Eve pursed her lips and downshifted from fourth to third and so on, gliding over to the shoulder of the expressway and slowing to a halt. Once the station wagon was stopped, she leaned back and swallowed loudly.
“I was getting all the reels together in my apartment so I could rip them to shreds. But these Slavic sons of bitches got to me before I could do that.”
“The ones you just…uh…”
“Yeah. And the other guy from your friend’s pad on Staten Island, too.”
“Marko,” Charley said. “He’s dead, too.”
“Shit, man. Didn’t think you had it in you.”
“I don’t. I didn’t kill him.”
“No? Who, then?”
“Friend of mine. The newest addition to my list of missing persons.”
“Damn. That’s just fine,” Eve said sardonically.
“So I take it they took all the loops, then?”
“Naturally. And me with them. Took me up to some dump in the Bowery.”
“That’s where they got us.”
“Us?”
“Me and my missing friend.”
“Oh. Well, it wasn’t very nice. They taped me up and put cigarettes out on my goddamn arm.”
Eve shrugged out of her denim jacket and rolled up her sleeve to exhibit the evidence of her abuse. Sure enough, her arm was dotted with small, seeping red burns from her elbow to her shoulder. Ch
arley sucked air through his clenched teeth.

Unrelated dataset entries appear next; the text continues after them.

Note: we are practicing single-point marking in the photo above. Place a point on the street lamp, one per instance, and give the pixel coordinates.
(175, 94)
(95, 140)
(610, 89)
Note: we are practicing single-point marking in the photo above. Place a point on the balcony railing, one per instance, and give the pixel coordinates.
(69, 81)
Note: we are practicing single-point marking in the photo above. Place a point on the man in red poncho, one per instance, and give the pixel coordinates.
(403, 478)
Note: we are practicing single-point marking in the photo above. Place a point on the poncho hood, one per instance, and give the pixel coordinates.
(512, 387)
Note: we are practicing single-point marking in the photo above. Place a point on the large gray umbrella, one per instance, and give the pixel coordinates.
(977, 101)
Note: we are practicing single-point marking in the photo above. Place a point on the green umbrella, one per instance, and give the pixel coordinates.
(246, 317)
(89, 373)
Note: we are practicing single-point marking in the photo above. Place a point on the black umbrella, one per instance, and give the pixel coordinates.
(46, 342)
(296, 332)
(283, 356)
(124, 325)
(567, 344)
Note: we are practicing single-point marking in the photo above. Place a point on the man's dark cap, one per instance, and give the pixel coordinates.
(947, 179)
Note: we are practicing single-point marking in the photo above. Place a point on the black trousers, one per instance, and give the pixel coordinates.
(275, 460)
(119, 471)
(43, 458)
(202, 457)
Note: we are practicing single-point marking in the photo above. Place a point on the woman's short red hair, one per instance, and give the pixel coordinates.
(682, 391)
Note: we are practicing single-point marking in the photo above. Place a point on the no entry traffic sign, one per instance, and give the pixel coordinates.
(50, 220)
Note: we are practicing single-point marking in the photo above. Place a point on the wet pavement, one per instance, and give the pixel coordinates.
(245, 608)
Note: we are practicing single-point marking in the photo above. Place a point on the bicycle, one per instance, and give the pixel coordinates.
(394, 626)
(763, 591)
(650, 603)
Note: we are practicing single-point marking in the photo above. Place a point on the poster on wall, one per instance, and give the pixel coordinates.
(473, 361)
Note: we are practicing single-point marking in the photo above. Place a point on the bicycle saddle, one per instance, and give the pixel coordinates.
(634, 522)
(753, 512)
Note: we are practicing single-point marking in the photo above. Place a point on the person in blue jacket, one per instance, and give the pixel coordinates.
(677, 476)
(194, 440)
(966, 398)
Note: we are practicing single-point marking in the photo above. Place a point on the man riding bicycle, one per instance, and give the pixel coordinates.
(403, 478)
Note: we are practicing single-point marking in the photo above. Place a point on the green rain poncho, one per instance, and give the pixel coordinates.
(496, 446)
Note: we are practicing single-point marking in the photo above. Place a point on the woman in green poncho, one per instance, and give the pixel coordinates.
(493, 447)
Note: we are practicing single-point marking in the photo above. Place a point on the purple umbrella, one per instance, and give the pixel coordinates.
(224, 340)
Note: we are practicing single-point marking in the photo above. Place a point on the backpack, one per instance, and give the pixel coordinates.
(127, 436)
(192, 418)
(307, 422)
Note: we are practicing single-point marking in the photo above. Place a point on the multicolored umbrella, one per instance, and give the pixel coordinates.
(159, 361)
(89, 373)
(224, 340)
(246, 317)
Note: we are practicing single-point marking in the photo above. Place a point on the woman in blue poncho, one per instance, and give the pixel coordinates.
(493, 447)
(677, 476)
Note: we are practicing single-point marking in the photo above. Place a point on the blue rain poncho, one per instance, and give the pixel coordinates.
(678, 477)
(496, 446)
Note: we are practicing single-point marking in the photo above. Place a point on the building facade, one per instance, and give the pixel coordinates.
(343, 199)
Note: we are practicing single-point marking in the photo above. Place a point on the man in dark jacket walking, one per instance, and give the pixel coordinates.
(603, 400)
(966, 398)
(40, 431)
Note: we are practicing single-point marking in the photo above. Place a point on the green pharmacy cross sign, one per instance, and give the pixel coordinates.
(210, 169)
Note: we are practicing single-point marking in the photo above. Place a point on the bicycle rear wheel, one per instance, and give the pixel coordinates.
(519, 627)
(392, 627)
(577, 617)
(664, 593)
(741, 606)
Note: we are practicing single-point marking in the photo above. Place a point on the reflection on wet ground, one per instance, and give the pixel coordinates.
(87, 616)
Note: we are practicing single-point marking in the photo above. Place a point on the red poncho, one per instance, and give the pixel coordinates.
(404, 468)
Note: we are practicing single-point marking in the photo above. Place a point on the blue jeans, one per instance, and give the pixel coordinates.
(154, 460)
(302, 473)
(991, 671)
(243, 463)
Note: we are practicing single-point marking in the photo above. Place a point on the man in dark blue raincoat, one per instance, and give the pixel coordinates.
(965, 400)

“Pretty, ain’t it? From there they were going to move on to my tits, if you can believe it.”
“Jesus. What made them stop?”
“I had no clue at the time, but I guess somebody tipped em off that you and your buddy were on the way. I got bundled up in a hurry and rushed out there. They put me in an even worse place across the hall and kept a big damn blade at my throat the whole time.”
“You were just across the hall the whole time? Christ, that figures.”
“Yeah, and I guess I rode with you to that park, too. I got a face full of chloroform or ether or something, put me out for the count. I woke up on the floorboards of that Oldsmobile.”
Eve produced a crumpled back of menthols from her jacket pocket and stuck one between her lips.
“I was in the trunk,” Charley said dumbly. “But there wasn’t anybody else? A…uh, girl? Blonde hair, kind of pretty?”
“Nope. Sorry.”
“Damnit. Goddamnit.”
“We’ll find her, Charley.” She cracked a small, sympathetic smile and lit the cigarette.
“How can you be sure?”
“I’m not. But we’ll do our best, right? What else can we do?”
“Call up Walker is what.”
“What, that cop? Are you nuts?”
“What’s nuts about it? People are getting killed, Eve. I finally got to you, but now Ursula’s gone. This has gotten way out of hand, you know—we ought to leave it to the professionals.”
“Professionals,” she said with a dismissive raspberry. “The only cops I ever saw who were professional were working against people like you and me and for people like that Marko asshole.”
Charley scowled.
“You think Walker…?”
“I don’t know that cat from Adam, but cops are only going to make this worse. Take my word for it.”